The topic of conversation was “The Elusive Fan,” with the NHL and its partner programs utilized to illustrate the theory that Fan Value is the key for sponsorship ROI for all parties: sponsor, property, and media rights holder. It’s a sound theory that extends beyond the NHL case study, although hockey is a perfect lesson for us all.

More important than the topic is the effort of the SMCC execs and the commitment of the speakers to ensure that the sponsorship marketing industry in Canada grows, flourishes, and is duly recognized for its impact on business success. That’s ROI for all of us!

Hey SMCC, you have won over this elusive fan.

NCAA Record Holder

MH3 —  September 10, 2013

I set an NCAA Football record last Saturday night.

I did have help from one-hundred and fifteen thousand, and one hundred and eight other people. (Is that even how you spell 115,108?)

The record, which to be precise is 115,109, was for the largest crowd ever to see a single NCAA event… football, baseball, hockey, or otherwise. Michigan-Notre Dame football.
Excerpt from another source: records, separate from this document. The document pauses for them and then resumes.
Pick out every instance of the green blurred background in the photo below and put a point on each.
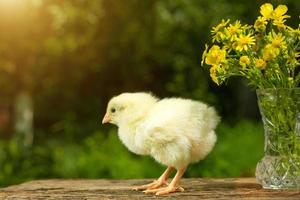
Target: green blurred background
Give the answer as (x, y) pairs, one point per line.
(61, 61)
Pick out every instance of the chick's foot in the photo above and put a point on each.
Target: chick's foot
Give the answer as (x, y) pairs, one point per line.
(153, 185)
(164, 190)
(174, 185)
(162, 180)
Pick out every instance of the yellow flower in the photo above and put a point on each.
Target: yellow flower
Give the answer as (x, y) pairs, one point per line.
(260, 63)
(276, 15)
(244, 61)
(213, 74)
(232, 30)
(277, 40)
(260, 23)
(215, 55)
(269, 52)
(243, 41)
(220, 26)
(266, 10)
(217, 30)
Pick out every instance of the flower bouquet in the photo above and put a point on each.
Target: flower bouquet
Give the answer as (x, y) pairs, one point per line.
(267, 55)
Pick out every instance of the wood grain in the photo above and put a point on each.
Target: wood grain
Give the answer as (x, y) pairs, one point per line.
(238, 188)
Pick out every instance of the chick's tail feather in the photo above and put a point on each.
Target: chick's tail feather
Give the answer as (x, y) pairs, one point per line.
(211, 118)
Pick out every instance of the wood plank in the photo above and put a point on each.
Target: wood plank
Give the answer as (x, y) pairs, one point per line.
(196, 188)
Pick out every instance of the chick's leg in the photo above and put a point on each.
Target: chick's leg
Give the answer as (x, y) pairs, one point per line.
(172, 187)
(156, 183)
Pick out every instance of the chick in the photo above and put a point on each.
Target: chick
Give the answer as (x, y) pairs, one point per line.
(174, 131)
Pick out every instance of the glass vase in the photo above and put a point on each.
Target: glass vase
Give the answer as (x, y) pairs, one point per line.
(280, 166)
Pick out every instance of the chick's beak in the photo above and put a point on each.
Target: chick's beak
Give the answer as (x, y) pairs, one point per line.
(106, 119)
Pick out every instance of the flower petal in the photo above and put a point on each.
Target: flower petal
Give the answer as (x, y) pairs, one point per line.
(266, 10)
(281, 10)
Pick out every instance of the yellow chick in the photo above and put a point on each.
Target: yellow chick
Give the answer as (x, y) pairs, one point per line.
(174, 131)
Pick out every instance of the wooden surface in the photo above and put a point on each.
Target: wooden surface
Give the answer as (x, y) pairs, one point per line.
(241, 188)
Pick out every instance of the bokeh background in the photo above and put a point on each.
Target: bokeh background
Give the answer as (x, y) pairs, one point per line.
(62, 60)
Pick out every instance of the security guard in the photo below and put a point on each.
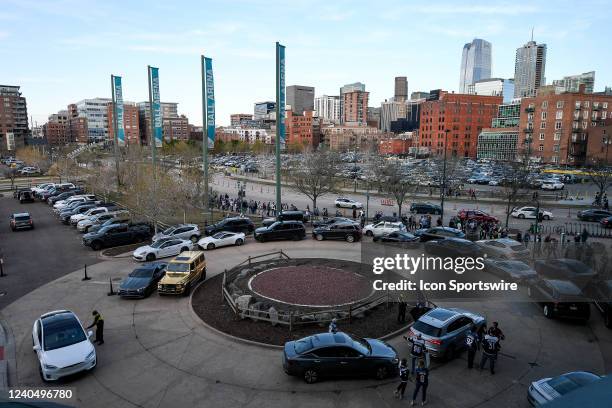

Live on ESPN. The Game Day crew camped out in Ann Arbor, MI.

The best part about being there is that I can actually say when I am old (next week), that “I was there.” For real. Isn’t it amazing how many people were at the Joe Carter walk-off home run World Series game at SkyDome? Or attended the first ever Coachella? Saw Usain Bolt win his first 100M gold medal in Beijing?

I-was-there syndrome isn’t just related to major events. House parties. Political events. Epic bar nights. Flash mobs. Full moons. Solar eclipses. Floods. Celebrity sightings.

It’s amazing how the desire to have been witness to a great event suddenly turns the most honest of us all into stone-faced fibbers. Many times we don’t even do it on purpose. The conversation starts, the magic of the moment expands in every converser’s mind, and without an ounce of guilt you are suddenly nodding vigorously, ruthlessly implying your participation.

But I was there. Michigan-Notre Dame. 115,108 people & me. If you want, I will show you my ticket stub. Then you show me yours.

New Year #3

MH3 —  September 4, 2013

In the course of a calendar year there are actually three “new years” we all experience.

One is January 1st. Fairly universal, unless you follow a unique religious calendar.

The second is your birthday. That day marks your own personal new year.

The third is the start of the school year, even, if you are like me, for whom school ended a quarter century ago.

But no matter how long ago your last “first day of school” was, every September still marks the beginning of a new year. Perhaps it’s your child starting school or your niece off to Western (like mine is) or a neighbour’s child entering their last year of secondary school. We all feel the start of the new school year.

The roads are busier. Our meeting agendas even busier. Even TV schedules are packed with the new fall shows.

There is no escaping it. September is the start of a new year.

But don’t fear. Let’s take advantage of it. Let’s use it to motivate us, inspire us, refresh us. Set some school-year resolutions. Take advantage of the fact that everyone is hungry to get stuff done, meet Q4 targets, get a head start on 2014.

So Happy New Year. Feel free to have a little party, some bubbly, a celebration. Nothing better than a perceived clean slate to get the engines fired up!